Category Archives: Information

Cubs Clinch

This blog has been offline for awhile while working on the baseball-handbook site which is starting to take shape. The purpose of this public log book was to ferret out table formats and test the code that produces them from data sources. All tables produced by this code had to be manually copied and pasted into these WordPress posts. All this code was reused to quickly put together the clickable site that provides player, team, and handicapping information for any team, any player, any game since 1900 in a (hopefully) easy to use format.

Ironically the Cubs clinch a playoff spot almost the same time in current year 2020 as they did in 1984. This year there was little to no fanfare.

Last night in 1984 when the Cubs beat the Pirates 4-1 clinching NL East Cubs fans celebrated as intensely as they did in 2016 after winning a World Series. Unlike in 2016 however, Cubs had to play another game the next day on September 25.

Cubs lost that game 7-1 with all their regular players nursing hangovers or something. Reggie Patterson who previously pitched 1 inning in 1984 started and Cubs lineup went from a typical tier 4.00 to a tier -1.97 today.

Lineups are dynamic from game to game so that would be reflected in the handicapping.
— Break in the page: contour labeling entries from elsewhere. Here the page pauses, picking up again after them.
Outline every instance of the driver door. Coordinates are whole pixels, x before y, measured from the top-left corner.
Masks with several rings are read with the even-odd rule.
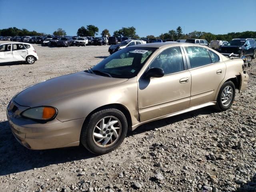
[[[0,45],[0,63],[13,61],[12,54],[12,44]]]
[[[191,75],[182,50],[180,46],[166,49],[150,64],[148,68],[163,69],[163,77],[138,80],[138,106],[141,122],[188,108]]]

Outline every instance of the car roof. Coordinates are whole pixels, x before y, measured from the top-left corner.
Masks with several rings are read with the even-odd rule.
[[[180,44],[190,44],[185,43],[179,43],[178,42],[176,42],[175,41],[168,41],[167,42],[164,42],[161,43],[147,43],[146,44],[142,44],[140,45],[133,45],[129,47],[132,47],[134,46],[140,47],[153,47],[154,48],[160,48],[160,47],[168,45],[171,44],[175,44],[178,45]],[[194,45],[194,44],[191,44]]]

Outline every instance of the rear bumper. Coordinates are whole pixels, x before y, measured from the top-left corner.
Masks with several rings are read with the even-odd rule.
[[[248,80],[249,80],[249,75],[246,73],[246,72],[244,71],[243,74],[240,73],[241,80],[240,81],[240,86],[239,86],[239,91],[243,91],[246,89]]]

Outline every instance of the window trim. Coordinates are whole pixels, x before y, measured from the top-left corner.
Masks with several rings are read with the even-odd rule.
[[[210,56],[210,58],[211,59],[211,61],[212,61],[212,63],[209,63],[209,64],[207,64],[206,65],[202,65],[202,66],[199,66],[198,67],[194,67],[194,68],[192,68],[191,66],[190,66],[190,61],[189,60],[189,58],[188,58],[188,53],[187,52],[186,49],[185,48],[185,47],[201,47],[202,48],[204,48],[204,49],[206,49],[207,50],[207,52],[208,52],[208,54],[209,54],[209,56]],[[215,63],[213,63],[212,62],[212,58],[211,58],[211,56],[210,54],[210,53],[209,52],[209,49],[208,49],[206,48],[204,48],[204,47],[202,47],[201,46],[192,46],[192,45],[188,45],[188,46],[184,46],[183,45],[182,46],[182,48],[183,48],[183,50],[185,53],[185,56],[186,56],[186,59],[187,60],[187,64],[188,64],[188,70],[192,70],[192,69],[197,69],[198,68],[200,68],[201,67],[204,67],[204,66],[208,66],[209,65],[212,65],[213,64],[215,64],[216,63],[218,63],[220,62],[220,59],[221,59],[221,57],[218,55],[217,55],[219,56],[219,58],[220,58],[220,60],[219,60],[219,61],[217,62],[215,62]],[[216,54],[216,53],[215,53],[213,51],[212,51],[211,50],[210,50],[211,51],[212,51],[212,52],[213,52],[214,53]]]
[[[182,59],[183,60],[183,65],[184,66],[184,70],[183,70],[182,71],[178,71],[177,72],[174,72],[174,73],[168,73],[168,74],[165,74],[164,75],[164,76],[167,76],[170,75],[172,75],[172,74],[176,74],[177,73],[181,73],[181,72],[185,72],[185,71],[188,71],[189,70],[189,69],[188,68],[188,63],[187,62],[187,60],[186,60],[186,55],[185,55],[185,52],[184,52],[184,51],[183,50],[183,48],[182,46],[171,46],[171,47],[167,47],[167,48],[165,48],[164,49],[163,49],[160,52],[159,52],[153,59],[152,59],[152,60],[151,60],[150,62],[148,64],[148,66],[147,66],[146,68],[146,69],[144,71],[144,72],[142,73],[142,75],[141,75],[141,76],[140,77],[140,79],[139,79],[140,80],[146,80],[143,79],[142,78],[142,77],[144,75],[144,74],[145,74],[146,72],[148,69],[148,68],[149,67],[149,66],[150,65],[150,64],[151,64],[151,63],[152,63],[153,61],[154,61],[154,59],[156,58],[156,57],[157,57],[160,54],[161,54],[163,52],[164,52],[164,51],[165,51],[165,50],[166,50],[167,49],[172,48],[174,48],[174,47],[179,47],[180,48],[180,52],[181,52],[181,54],[182,54]]]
With only one inning pitched, Patterson would disqualify simulation for this game and handicapping would be a discard. One of the problems with simulation is it only takes into account data model factors and not other influences like most players not playing with their normal competitive mindset. Factors like this would be difficult if not impossible to model mathematically.

Cubs were cruising to the playoffs after our matchup post over a month ago so it was only a matter of time before it became official. Memories of the 1969 season lingered but collapses like that are unusual and considered anomalies with low probability of occurrence.

Dredging up 1984 was in response to no baseball this year. Since then MLB has concocted an exhibition season which is coming to a close in a couple of days. Cubs and White Sox are in post season and both teams have interesting profiles.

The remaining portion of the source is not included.